The UK has over 900 public sector organisations, with each typically planning and procuring around 10 key investments every year. As vast amounts of money are being invested around the country on new projects, a number of questions arise: How can we ensure value for money? How can we ensure we have selected the correct course of action? How can we ensure these investments are justified?

The answer lies in the business case. Business cases should provide scrutiny, ensuring that what is proposed is:

  • The right sort of investment
  • Affordable, desirable and viable
  • Offering value for money for shareholders and/or customers

The problem is, the importance of business cases is often undervalued and not given sufficient resources or funding. This has led to underestimated costs, inflated budgets and missed deadlines. In the worst of cases, it leads to project failure, as requirements are not met, and business value is not delivered.

We can see examples of poor business case planning in many major public sector projects: the Channel Tunnel’s costs were underestimated by 80%, London’s Jubilee line extension was underestimated by £1.4 billion and the project duration understated by 2 years, and the Scottish Parliament Building was delivered 10 times over budget and 3 years late.

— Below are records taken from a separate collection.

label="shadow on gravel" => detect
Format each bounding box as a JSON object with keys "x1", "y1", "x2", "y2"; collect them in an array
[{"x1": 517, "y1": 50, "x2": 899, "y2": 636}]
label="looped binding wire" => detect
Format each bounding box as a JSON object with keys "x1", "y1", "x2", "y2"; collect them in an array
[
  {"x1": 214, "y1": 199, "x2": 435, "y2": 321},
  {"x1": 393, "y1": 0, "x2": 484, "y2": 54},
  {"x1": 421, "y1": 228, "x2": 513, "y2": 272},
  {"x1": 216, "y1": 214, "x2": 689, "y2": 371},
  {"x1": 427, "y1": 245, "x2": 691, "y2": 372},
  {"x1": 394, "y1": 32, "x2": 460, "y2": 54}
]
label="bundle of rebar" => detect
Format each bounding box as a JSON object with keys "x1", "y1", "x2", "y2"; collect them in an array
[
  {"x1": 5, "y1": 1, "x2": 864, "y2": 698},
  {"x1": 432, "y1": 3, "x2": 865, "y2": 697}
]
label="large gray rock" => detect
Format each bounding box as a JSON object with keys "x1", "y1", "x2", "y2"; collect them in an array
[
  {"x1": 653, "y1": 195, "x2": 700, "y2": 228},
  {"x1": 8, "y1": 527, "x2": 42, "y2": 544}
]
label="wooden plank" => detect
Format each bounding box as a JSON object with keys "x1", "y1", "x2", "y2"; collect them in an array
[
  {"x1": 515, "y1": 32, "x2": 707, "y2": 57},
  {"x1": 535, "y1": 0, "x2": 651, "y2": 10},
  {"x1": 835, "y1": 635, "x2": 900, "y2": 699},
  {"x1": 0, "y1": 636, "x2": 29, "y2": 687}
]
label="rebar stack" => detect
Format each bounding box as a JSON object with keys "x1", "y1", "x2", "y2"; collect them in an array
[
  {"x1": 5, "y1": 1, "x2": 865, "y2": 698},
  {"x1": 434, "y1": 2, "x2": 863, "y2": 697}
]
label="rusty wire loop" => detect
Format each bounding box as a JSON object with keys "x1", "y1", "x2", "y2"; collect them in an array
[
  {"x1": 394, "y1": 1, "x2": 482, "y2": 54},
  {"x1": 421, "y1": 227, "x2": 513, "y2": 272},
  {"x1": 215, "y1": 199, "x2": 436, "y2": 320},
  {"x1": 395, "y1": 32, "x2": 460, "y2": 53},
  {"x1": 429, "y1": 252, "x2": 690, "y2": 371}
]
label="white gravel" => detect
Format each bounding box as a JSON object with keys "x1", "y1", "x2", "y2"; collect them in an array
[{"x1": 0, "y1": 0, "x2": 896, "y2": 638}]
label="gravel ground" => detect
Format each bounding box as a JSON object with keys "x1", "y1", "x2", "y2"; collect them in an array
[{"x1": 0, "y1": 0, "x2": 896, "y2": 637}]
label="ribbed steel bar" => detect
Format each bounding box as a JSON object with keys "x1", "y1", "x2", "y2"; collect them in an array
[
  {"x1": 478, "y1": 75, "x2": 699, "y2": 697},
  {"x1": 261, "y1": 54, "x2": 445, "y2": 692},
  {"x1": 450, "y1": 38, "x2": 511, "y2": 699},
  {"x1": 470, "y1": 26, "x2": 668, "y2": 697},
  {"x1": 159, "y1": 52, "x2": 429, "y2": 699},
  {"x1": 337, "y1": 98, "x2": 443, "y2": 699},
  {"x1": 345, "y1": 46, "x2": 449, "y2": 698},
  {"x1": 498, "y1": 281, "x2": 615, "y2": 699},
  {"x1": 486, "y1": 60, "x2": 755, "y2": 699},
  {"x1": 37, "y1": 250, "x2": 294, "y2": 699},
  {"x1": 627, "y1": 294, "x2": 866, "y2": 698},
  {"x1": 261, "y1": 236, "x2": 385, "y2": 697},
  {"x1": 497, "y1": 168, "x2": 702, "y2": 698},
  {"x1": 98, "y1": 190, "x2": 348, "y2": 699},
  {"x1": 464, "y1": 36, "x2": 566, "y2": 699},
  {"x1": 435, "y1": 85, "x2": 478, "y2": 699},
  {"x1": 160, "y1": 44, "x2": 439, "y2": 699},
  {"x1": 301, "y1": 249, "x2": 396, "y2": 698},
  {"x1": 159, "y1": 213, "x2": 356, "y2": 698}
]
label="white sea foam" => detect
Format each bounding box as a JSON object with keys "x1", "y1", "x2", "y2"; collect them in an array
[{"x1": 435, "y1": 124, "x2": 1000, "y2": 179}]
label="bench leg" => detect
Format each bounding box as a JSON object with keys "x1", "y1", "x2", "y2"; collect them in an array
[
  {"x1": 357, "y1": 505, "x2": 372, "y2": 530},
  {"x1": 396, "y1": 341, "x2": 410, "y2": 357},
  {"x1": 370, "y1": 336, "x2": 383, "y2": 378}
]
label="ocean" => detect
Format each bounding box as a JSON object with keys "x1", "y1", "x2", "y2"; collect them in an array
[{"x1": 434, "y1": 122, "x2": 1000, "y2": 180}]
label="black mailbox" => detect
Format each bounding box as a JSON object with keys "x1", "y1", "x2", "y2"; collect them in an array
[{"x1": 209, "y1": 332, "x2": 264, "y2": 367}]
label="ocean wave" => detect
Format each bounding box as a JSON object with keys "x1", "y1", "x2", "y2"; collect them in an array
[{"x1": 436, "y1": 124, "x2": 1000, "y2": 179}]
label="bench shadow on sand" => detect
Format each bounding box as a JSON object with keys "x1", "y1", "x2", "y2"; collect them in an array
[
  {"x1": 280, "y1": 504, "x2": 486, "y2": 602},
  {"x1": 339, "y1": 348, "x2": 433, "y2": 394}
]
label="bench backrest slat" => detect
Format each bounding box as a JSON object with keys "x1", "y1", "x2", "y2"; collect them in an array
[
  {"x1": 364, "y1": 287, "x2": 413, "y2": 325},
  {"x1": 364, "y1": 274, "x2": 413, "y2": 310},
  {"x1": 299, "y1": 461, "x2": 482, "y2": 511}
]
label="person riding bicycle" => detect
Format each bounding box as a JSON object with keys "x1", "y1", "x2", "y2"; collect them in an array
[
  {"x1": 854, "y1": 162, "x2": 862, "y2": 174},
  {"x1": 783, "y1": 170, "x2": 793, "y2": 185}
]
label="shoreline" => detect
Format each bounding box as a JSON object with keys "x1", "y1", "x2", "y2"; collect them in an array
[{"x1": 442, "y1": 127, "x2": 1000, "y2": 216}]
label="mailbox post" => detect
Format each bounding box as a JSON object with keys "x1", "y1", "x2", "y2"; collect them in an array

A research paper in 2007 entitled ‘Building Better Business Cases for IT Investments’ looked at how over 100 European organisations developed their business cases and how these approaches were related to overall success in investments. Although producing business cases was a normal and expected process, the findings suggested that they were often of poor quality.

65% of respondents expressed dissatisfaction with their inability to identify all benefits and 69% stated inadequacies in the ‘true’ value of the benefits which were included. Furthermore, benefits were often exaggerated or un-achievable in the first place, and there was a lack of understanding of the business change needed to achieve the benefits. Business cases which were focused on financial or efficiency savings tended to be less successful, which was a problem because financial benefits were often the only thing senior management was interested in.

So what makes a successful business case? The authors recommend that business cases should include a ‘wide range’ of benefit types and recognize ‘all possible’ benefits. This includes ‘soft’ or ‘subjective’ benefits, which are more appealing to stakeholders and which often return greater commitment from those delivering the projects.